3 minute read

By Jennifer Seger, MD

The Treatment of Obesity

By Jennifer Seger, MD

When I went through medical training a little over 20 years ago, we were taught very little about obesity. In fact, obesity was not even considered a disease until 2013 when the American Medical Association issued its declaration. Despite this milestone, obesity continues to be the most undertreated chronic disease of modern time.

Currently, two out of three Americans are considered overweight (BMI >25 kg/m2) or have obesity (BMI >30 kg/m2) (NIDDK). The prevalence of obesity is expected to reach 50% in the U.S. by 2030, with 29 states having a prevalence above 50%. Zero states are predicted to have a prevalence below 35% (Harvard T.H. Chan School of Public Health). Obesity affects every organ system in the human body and is a significant contributing factor in hundreds of chronic diseases, therefore, no medical specialty is immune from its impact on patients. Even if a provider isn’t equipped to address obesity, he or she must still take it seriously and provide the patient with information related to effective treatment options. The good news is that there are many options (more on that later).

It often seems as though there is an unspoken policy of “don’t ask, don’t tell” in doctors’ offices when it comes to weight. We readily address the patient’s diabetes, high blood pressure and high cholesterol, but often make little to no mention of the patient’s abnormal BMI. Prescriptions are written and costly interventions are performed, without a word about the importance of losing weight. If advice is given, it often amounts to “eat less and exercise more.” Doctors frequently report feeling uncomfortable discussing weight with their patients. This could be due to a lack of knowledge or inexperience in treating obesity or perhaps he or she is struggling with their own weight. After all, we know obesity affects all ethnicities and all socioeconomic groups, including many of us in health care.

Nowadays, you cannot pick up a medical journal without reading at least one article on obesity. If you haven’t had the time, or perhaps the interest, in keeping up with the rapidly evolving research around obesity, you may be surprised to learn just how complex of a disease it is. The old belief of calories-in versus calories-out has been shown to be a gross oversimplification and does injustice to the metabolic mayhem that obesity can inflict. Underlying contributing factors such as unhealthy nutrition, sedentary lifestyle, hormones, medications, sleep disturbances, stress and even the gut microbiome all play a role in obesity. Genetics also plays a role in sending one down the path of obesity; however, our genetics as a species have not changed in the past 40-50 years, but rather our environment has and that is where we must turn our attention.

It can be uncomfortable, but we need to find a way to start the conversation with our patients about their weight. Perhaps next time you have a patient sitting across from you in the office, consider asking the patient for permission to discuss his or her weight and how it may be related to the other problems you are addressing for the patient. Simply letting the patient know that you are concerned can go a long way to motivate the patient and move him/her along the levels of readiness. If doctors continue to ignore their patients’ weight and its relationship to other chronic diseases, we will only perpetuate the viscous cycle of disease, promoting further pain and suffering and exposing the patient to future health risks.

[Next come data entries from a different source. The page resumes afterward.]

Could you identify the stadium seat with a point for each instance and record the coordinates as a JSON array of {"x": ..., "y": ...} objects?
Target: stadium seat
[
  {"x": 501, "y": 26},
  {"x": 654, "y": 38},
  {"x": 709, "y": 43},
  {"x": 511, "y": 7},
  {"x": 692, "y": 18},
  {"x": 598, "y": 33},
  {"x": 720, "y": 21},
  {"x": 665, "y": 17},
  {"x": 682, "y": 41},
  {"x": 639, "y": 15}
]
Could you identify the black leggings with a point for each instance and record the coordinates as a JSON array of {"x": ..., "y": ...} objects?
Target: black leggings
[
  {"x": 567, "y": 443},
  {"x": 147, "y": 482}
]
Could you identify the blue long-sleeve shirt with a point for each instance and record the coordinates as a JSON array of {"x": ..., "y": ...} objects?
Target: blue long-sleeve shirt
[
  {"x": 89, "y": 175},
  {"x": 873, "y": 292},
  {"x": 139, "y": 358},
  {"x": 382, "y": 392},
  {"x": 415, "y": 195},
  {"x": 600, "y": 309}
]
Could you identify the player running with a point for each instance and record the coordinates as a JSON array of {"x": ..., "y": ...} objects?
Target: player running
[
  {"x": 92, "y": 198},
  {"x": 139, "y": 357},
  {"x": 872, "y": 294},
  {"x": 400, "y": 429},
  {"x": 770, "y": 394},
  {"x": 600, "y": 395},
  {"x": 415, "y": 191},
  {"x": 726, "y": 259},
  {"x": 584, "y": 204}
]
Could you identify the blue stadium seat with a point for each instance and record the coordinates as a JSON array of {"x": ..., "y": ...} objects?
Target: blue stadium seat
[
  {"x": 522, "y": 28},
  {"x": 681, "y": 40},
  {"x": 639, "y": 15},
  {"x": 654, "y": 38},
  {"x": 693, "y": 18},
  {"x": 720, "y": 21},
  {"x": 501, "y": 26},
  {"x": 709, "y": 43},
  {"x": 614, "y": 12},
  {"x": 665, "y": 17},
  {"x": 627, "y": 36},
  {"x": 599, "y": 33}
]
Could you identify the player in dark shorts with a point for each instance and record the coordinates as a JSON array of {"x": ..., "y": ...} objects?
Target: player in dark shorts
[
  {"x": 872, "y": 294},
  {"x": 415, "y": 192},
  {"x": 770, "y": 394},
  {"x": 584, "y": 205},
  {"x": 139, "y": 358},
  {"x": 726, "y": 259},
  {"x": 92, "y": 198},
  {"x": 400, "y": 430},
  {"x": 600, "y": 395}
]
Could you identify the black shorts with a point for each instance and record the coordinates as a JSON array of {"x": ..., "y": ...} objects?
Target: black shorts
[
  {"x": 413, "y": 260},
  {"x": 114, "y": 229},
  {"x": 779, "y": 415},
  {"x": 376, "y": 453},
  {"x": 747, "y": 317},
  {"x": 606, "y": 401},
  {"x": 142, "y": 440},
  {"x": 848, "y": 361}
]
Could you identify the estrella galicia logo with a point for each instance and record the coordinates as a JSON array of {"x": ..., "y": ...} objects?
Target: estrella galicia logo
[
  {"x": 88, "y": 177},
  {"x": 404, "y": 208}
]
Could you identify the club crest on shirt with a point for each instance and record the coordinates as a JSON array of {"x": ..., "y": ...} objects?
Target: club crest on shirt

If you are interested in learning more about obesity, please check out both The Obesity Medicine Association (www.obesitymedicine.org) and The Obesity Society (www.obesity.org) — both excellent organizations dedicated to educating providers about obesity. There is also a more formal pathway in which physicians can obtain certification in Obesity Medicine through the American Board of Obesity Medicine (www.abom.org), which as of today, has certified over 5,000 physicians in the U.S. and Canada. For those interested in an even more extensive education and formal fellowship, please check out the Obesity Medicine Fellowship Council at http://www.omfellowship.org. There are currently 22 active fellowships in the U.S.

Finally, for whatever reason, even if directly treating obesity is not comfortable for you, please don’t ignore the patient’s obesity. Consider a referral to a physician who is certified by the ABOM and one who is experienced, knowledgeable and able to provide all available safe and effective treatment modalities in a comprehensive and compassionate center of care. To find one near you, you can visit https://abom.learningbuilder.com/public/membersearch.

Jennifer Seger, MD is a member of the Bexar County Medical Society.